The virulent anti a-spec backlash kept making me think that this isn’t the first time the community has devoured and spat out its own and it won’t be the last either. I kept thinking back to biphobic and transphobic rhetoric, but also to how unsafe and nasty the community can become, by turns, to kinky and polyamorous people under the umbrella, regardless of however else we identify and how much good we do. Particularly here on Tumblr, where radfem-typical anti-BDSM talking-points are frequently making the rounds. I remember laughing so bitterly and going ‘of fucking COURSE they are’ when it came out that the people behind a certain very active anti-kink blog are TWERFs. At this point, the Venn diagrams between ferociously anti-kink radical feminists, SWERFs and TWERFs are basically a circle. And a good deal of these ideas are also floating around in aphobe / gatekeeper circles, particularly the ‘kink as normalizing various forms of abuse’ bits.

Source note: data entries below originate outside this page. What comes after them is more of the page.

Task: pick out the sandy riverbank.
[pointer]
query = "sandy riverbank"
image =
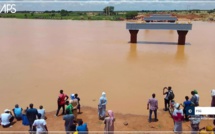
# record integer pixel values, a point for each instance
(89, 115)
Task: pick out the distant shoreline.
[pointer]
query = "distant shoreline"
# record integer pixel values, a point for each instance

Whenever I hear the ‘oh, you want to let straight kinksters or poly people in’ accusation, said with a sneer, I feel as if I’m being slapped right over the face. It just makes me want to holler and ask them how the hell they think that sort of talk makes kinky, polyamorous LGBTQIAP+ people feel. I suspect it would involve a lot of shrugging and ‘nah, we weren’t talking about you’, all while making certain to show that their ‘respect’ for me and people like me is paper-thin. At best. All while getting ready to deploy both polyamory and kink as weapons against me, if we’re ever on different sides of a political issue – ‘don’t listen to what she has to say, she’d disgusting, she normalizes abuse with her selfish sexual habits.’

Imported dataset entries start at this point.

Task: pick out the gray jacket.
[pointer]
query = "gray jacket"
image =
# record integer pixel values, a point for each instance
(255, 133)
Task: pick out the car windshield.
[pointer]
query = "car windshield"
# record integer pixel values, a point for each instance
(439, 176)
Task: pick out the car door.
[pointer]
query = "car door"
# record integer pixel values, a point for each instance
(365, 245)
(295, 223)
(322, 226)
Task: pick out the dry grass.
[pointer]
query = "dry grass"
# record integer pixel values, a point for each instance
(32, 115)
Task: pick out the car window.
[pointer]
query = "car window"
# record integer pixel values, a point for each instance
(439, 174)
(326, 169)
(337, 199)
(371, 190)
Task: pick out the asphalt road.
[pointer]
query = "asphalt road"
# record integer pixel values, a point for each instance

This is respectability politics at its absolute worst – and heaven help you if you point out that many, many poly people are anything but Straight and that there was a very strong historical tie between the queer and BDSM communities, with many people belonging to both.   

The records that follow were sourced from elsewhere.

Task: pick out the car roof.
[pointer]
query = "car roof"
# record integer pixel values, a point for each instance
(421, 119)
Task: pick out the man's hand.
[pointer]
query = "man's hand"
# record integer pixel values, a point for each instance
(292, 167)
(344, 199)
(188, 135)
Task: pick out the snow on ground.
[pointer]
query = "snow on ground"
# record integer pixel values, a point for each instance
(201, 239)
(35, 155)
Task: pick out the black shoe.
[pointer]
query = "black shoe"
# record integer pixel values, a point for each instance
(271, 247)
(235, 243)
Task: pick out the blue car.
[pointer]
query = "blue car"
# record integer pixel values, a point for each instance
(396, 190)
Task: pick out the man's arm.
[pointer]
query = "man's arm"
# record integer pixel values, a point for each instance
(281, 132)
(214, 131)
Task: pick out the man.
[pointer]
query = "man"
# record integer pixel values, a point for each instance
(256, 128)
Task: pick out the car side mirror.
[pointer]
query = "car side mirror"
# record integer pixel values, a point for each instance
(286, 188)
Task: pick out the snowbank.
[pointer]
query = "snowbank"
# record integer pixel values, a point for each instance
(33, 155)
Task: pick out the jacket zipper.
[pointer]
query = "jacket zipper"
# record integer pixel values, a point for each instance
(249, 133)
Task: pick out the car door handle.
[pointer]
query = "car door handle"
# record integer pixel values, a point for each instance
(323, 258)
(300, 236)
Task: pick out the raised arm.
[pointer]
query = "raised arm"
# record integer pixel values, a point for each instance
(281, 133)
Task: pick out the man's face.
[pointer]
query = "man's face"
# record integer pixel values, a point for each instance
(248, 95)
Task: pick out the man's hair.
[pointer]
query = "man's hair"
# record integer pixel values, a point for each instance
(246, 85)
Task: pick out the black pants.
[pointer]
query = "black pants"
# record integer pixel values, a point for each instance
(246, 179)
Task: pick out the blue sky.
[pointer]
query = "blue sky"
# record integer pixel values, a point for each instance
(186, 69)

I have been trying to say this stuff for so long and the rhetoric against it actually broke me earlier this year. For the first time in 20 years of being queer, I felt like a freak everywhere because my queerness no longer mattered to people when they found out I was poly and kinky as well, and I fucking LOST FRIENDS trying to defend myself and my right to exist. I lost space. I lost community. I was alone and unsafe and had nowhere to be. All despite having been definitively queer and having literally grown up in a queer family and community.

I have ~never~ been so cut off from support, and it wasn’t just because I didn’t want to talk to people who actively distanced themselves from the combined history of queer/kink/poly, but because those people were actively deriding me in queer spaces so often that I COULDN’T stay.

And they never bothered to care about my being queer in other ways. As far as they were concerned, my poly and kink were choices and I could stop making those choices any time I wanted so I was clearly disgusting for willingly choosing abusive and bigoted lifestyles over and over again. I was a predator and an invader.

And you don’t even want to fucking now how they acted about my partner who is way less secure in their own queerness and way less ready to name themselves as anything. My partner who has no name for their gender and maybe never will because of the complete unwillingness people have to see them as anything other than male and man. My partner who cannot bare men and masculinity in himself or others and rarely dates anyone but women and nb folks and even then only the femme ones because they feel so unsafe around masculinity as a culture. My partner who has never, before being with me, even been allowed the space to ask themselves how they want to expand. My partner gets so much more disdain as “basically a straight man who just hates commitment and wants to use women” even when I don’t even bring them with me.

I’ve since become convinced that queer spaces that understand and respect (if not include) polyamory and kink still exist, because I have to if I want to not lose my mind and the last piece of my family. But I still struggle and I’m still far more damaged and susceptible to Straight people’s bullshit than I used to be when I had my aunties and uncles around to be my family and ticket to the queer community. This kind of stuff is unsafe and unbelievably alienating to new people who don’t have a solid sense of themselves yet.